With the neighborhoods with the greatest collision response identified, it may be useful
to map them. There are many different way to find the neighborhoods, there may even be
shape files outlining the neighborhoods borders, but the easiest way would to simple 
find the average of the Latitude and Longitude values when grouped by neighborhood.
This dataframe can than be join with the previous summary to add the count values. 

```{r area_gps}
Area <- auto.data %>%
  group_by(Neighbourhood) %>%
  summarise(Longitude = mean(Longitude), Latitude = mean(Latitude)) %>%
  left_join(Location)
```
### Dates

Trends for the date can be observed from a plot of the days of the week against 
the count.
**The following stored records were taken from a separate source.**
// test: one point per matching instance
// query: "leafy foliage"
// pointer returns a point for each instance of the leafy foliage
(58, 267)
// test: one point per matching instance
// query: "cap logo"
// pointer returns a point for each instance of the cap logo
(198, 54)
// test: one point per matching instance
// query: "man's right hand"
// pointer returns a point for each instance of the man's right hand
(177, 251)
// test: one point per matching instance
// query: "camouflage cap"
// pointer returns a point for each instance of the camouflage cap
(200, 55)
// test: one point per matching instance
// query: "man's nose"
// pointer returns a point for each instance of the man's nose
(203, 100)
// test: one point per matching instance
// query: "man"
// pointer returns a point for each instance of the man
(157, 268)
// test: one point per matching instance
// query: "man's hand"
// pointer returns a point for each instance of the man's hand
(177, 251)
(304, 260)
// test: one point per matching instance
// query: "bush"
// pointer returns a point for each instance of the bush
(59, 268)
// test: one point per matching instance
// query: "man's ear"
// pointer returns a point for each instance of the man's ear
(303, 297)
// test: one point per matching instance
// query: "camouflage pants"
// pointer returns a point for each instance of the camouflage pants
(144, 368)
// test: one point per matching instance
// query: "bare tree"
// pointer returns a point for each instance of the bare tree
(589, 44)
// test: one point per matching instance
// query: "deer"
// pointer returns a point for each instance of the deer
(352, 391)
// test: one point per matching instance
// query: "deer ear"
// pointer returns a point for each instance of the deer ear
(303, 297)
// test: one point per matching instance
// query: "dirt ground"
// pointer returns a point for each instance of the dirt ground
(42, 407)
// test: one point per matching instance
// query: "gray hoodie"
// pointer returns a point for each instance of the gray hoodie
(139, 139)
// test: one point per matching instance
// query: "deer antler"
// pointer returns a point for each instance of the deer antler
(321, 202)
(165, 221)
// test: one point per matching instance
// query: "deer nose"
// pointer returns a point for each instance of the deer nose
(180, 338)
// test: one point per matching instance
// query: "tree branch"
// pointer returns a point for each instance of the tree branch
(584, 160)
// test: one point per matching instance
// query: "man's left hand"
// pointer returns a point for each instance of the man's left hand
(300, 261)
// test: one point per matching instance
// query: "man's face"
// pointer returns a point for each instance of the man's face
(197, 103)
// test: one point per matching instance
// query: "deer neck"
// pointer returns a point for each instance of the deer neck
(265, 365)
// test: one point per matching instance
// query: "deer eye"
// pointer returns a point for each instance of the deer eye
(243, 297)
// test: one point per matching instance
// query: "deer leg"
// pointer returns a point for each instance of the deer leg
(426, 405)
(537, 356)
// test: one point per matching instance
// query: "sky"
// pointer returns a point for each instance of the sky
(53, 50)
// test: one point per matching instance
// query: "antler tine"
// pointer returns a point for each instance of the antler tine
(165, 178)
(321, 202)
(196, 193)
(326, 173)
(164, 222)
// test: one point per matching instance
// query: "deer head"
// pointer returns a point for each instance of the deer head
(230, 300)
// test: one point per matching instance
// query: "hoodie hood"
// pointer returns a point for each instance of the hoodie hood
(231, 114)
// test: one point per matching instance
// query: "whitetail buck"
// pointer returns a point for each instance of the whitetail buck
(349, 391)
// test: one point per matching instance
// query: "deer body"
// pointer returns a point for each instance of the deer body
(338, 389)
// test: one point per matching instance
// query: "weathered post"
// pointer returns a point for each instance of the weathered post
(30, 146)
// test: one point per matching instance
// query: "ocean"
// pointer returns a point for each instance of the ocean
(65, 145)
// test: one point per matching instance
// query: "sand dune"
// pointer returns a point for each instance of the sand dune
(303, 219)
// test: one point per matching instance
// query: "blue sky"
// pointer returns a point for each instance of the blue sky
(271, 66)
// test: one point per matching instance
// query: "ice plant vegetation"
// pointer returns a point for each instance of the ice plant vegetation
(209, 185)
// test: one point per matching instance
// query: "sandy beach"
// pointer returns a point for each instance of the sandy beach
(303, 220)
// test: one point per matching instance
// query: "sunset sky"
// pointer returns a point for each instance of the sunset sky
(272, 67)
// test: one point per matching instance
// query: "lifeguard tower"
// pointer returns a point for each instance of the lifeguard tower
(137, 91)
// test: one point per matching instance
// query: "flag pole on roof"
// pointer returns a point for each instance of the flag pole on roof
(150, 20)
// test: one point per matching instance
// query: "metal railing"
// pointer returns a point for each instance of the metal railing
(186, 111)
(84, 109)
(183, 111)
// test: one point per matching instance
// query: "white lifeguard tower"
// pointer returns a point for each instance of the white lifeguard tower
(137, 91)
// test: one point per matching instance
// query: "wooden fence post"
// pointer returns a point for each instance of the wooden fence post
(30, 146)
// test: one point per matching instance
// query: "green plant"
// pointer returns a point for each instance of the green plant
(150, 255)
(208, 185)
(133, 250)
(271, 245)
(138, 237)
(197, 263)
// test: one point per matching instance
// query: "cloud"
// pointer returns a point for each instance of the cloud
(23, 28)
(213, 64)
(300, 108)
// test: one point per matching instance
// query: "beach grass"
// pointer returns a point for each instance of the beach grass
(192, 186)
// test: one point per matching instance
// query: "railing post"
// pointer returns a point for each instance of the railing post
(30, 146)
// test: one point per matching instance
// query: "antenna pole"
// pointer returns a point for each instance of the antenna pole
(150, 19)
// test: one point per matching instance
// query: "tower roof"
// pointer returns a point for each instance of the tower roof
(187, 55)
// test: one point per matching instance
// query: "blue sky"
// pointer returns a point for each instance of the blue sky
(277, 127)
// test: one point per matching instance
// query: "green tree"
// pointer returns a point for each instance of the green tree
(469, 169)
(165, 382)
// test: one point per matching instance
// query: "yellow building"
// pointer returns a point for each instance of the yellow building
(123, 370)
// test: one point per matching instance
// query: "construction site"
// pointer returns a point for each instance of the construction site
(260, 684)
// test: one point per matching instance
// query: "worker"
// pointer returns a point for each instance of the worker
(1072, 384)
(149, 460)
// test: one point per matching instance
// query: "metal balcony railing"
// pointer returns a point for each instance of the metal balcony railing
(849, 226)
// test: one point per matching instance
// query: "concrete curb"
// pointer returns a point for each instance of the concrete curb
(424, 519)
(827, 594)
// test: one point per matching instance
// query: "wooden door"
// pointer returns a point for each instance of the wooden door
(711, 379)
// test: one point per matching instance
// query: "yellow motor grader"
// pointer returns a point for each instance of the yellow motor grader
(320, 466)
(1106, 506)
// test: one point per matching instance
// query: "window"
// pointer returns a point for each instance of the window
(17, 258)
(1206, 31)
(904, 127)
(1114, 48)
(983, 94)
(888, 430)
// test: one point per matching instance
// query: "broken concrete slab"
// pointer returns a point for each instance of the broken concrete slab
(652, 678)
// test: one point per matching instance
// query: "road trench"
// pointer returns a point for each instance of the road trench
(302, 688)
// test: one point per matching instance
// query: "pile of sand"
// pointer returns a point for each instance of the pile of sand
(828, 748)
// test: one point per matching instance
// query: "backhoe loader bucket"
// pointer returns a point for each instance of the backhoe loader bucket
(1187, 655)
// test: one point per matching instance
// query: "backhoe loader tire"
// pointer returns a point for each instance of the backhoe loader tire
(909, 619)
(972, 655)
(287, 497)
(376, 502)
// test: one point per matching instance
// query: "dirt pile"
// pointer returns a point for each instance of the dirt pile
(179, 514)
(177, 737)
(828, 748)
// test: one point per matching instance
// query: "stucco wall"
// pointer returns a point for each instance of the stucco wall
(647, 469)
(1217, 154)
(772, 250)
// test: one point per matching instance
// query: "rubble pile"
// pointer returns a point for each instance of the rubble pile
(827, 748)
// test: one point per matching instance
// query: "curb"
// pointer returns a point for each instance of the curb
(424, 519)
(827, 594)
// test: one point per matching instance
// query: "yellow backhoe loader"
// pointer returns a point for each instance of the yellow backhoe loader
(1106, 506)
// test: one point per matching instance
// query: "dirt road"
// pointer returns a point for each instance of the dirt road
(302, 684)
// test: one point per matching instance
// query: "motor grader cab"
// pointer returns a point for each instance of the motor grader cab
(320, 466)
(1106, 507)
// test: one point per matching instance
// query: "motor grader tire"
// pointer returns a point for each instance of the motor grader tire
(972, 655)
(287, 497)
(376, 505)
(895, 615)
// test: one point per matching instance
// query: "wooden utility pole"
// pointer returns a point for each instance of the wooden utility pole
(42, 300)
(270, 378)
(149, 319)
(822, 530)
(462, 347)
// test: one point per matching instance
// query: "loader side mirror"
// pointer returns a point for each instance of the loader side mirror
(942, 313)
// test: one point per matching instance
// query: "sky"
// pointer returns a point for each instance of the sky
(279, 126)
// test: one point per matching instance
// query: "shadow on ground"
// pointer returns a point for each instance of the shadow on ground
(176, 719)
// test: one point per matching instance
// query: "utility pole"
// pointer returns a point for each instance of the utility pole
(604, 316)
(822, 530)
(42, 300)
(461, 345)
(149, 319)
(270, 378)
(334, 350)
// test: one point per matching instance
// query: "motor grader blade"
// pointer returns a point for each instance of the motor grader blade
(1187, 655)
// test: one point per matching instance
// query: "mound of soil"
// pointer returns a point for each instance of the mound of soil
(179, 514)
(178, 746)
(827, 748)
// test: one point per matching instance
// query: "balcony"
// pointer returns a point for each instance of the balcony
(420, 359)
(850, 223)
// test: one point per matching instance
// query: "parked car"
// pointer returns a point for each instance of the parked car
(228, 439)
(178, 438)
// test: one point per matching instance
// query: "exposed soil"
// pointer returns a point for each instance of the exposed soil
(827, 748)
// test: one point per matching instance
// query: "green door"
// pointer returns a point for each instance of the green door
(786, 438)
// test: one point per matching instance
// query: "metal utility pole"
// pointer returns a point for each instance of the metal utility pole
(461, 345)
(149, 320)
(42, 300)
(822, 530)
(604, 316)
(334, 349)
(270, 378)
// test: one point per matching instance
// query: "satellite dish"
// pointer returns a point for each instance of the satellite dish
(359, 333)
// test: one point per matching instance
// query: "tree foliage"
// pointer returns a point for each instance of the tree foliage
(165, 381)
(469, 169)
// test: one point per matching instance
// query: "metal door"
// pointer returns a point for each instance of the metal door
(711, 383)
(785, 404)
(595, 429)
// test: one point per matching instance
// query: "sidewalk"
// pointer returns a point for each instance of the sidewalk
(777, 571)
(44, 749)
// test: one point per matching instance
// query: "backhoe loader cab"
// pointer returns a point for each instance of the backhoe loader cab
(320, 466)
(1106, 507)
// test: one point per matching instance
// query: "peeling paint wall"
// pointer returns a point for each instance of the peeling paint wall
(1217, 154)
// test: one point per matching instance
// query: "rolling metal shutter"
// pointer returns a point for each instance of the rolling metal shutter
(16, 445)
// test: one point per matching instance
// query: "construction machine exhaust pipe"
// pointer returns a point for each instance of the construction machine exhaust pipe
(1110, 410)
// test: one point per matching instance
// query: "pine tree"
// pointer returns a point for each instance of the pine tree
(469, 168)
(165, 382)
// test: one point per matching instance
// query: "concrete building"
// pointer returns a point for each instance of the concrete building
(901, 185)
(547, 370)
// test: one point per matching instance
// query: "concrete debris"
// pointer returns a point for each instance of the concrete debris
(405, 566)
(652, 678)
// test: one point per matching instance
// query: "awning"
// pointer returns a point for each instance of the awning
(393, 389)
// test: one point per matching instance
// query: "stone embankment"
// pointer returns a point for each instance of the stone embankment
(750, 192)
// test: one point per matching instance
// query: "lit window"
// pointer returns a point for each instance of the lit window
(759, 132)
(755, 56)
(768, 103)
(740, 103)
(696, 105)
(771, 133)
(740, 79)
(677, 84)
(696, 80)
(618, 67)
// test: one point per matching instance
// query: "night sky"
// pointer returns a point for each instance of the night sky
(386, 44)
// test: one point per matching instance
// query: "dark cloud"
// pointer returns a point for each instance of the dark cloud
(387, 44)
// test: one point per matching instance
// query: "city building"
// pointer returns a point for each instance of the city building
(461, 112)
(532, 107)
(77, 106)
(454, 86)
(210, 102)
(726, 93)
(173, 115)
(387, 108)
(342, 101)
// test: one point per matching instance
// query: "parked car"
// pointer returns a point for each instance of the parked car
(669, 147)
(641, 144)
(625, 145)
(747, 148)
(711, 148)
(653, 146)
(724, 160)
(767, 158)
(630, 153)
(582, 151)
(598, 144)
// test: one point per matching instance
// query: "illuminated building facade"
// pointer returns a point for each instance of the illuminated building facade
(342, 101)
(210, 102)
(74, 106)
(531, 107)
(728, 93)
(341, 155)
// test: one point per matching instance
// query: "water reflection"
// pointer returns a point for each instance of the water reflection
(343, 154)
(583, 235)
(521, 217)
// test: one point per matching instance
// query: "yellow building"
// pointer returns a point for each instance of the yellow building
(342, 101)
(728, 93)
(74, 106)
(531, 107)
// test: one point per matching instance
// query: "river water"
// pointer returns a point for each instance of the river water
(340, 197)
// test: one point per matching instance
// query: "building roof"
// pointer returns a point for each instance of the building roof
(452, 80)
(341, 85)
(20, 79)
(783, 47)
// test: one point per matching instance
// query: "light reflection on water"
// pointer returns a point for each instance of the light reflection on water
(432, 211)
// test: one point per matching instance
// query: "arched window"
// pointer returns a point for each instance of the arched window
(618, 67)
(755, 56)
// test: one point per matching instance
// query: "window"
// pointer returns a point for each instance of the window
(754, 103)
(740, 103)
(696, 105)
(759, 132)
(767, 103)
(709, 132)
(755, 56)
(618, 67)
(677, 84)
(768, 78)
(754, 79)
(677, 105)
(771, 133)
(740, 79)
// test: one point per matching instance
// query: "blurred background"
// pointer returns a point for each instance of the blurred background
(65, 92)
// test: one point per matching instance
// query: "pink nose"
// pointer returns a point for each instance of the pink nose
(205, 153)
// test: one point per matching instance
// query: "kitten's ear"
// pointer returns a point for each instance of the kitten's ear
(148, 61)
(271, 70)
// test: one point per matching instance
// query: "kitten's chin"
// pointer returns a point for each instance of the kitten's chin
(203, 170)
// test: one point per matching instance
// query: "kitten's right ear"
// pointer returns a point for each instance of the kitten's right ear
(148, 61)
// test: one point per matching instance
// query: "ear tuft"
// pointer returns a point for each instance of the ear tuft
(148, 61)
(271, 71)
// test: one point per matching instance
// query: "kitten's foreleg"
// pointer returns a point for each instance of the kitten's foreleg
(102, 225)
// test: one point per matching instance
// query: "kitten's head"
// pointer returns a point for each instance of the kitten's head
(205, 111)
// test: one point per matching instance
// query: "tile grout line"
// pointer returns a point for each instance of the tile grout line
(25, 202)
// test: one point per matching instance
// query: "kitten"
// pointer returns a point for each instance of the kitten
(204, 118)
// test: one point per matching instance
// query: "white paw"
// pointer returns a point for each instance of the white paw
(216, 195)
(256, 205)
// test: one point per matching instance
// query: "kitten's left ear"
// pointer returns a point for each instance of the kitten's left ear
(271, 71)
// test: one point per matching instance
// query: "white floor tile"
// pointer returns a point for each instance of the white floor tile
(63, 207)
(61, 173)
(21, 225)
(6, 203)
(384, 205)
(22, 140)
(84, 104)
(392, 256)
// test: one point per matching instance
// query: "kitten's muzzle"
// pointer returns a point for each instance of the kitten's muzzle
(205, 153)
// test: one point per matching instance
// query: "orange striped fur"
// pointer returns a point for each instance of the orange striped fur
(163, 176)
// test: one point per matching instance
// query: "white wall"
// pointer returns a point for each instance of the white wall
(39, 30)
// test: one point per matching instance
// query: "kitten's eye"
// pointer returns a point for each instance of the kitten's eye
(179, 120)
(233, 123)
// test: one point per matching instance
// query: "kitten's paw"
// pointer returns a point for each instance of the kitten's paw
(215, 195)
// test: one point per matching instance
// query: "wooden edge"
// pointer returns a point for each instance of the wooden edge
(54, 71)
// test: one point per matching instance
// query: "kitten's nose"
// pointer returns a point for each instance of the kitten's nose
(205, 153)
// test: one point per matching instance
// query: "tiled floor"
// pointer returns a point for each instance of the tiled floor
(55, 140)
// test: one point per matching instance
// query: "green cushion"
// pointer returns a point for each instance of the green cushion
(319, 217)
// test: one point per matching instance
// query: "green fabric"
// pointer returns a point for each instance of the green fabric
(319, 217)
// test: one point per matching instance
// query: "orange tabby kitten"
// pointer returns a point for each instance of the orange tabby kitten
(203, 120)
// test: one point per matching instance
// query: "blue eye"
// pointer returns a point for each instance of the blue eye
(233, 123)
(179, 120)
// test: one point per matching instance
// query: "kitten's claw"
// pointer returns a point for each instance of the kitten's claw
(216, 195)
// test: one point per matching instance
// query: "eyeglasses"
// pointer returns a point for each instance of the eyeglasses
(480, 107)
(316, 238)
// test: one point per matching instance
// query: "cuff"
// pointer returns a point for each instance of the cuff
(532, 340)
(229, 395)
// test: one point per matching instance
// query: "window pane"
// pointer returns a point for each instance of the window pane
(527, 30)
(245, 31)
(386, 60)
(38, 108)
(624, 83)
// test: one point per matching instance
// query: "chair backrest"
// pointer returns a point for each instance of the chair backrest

Any trend with the hour of the day can also be observed on the same 
chart. 

```{r date}
auto.data %>%
  ggplot(aes(x = Day_of_Week, fill = factor(Hour))) +
  geom_bar() + 
  coord_flip()
```
There is no clear trend with the previous plot as there are to many possible times
in the date. The time of day should be observed separately. 

```{r time}
auto.data %>%
  ggplot(aes(x = Hour)) +
  geom_bar() + 
  coord_flip()
```

Finding the frequency of collisions by month would show any seasonal variation such
as the commonly accepted theory of increased collisions during snowy months. 

```{r season}
auto.data %>%
  ggplot(aes(x = reorder(Month, -month(OccurrenceDate)), fill = Month)) +
  geom_bar() +
  labs(x="Months") + 
  coord_flip() 
```

### Chance of injuries

The last thing to look at is the probability for each of the factors within the
data. 

```{r injury}
mean(auto.data$Injury=="YES")*100
mean(auto.data$Left_scene=="YES")*100
mean(auto.data$Property_Damage=="YES")*100
```

## Share

The Visual for the case study are included in the Analyze stage of this report but
also include the following tableau dashboard found [here](https://public.tableau.com/app/profile/mark.edney/viz/Collisions_Toronto_CS/Dashboard1). 

## Act

From the analyze provide in this report, and the visuals to support it, it is clear
that the best advice for the client would be to focus on the regions with the highest
collisions such as the waterfront communities. It is also clear that collisions 
most often occur during the week ramping up to Friday. It would be best to operate 
between the hours of 8 am to 7 pm. There doesn't seem to be any seasonal variation
so there is no need to contract employees for the winter season. There is a small
chance of injury for each collision but it maybe a good idea for each tow truck 
driver to complete some first aid training. 

Going further, I would look into locations that have access to highways as that would
enable tow truck drivers easier access to a large area of accidents. With that in mind
it maybe beneficial to include the average speed limit for each neighborhood.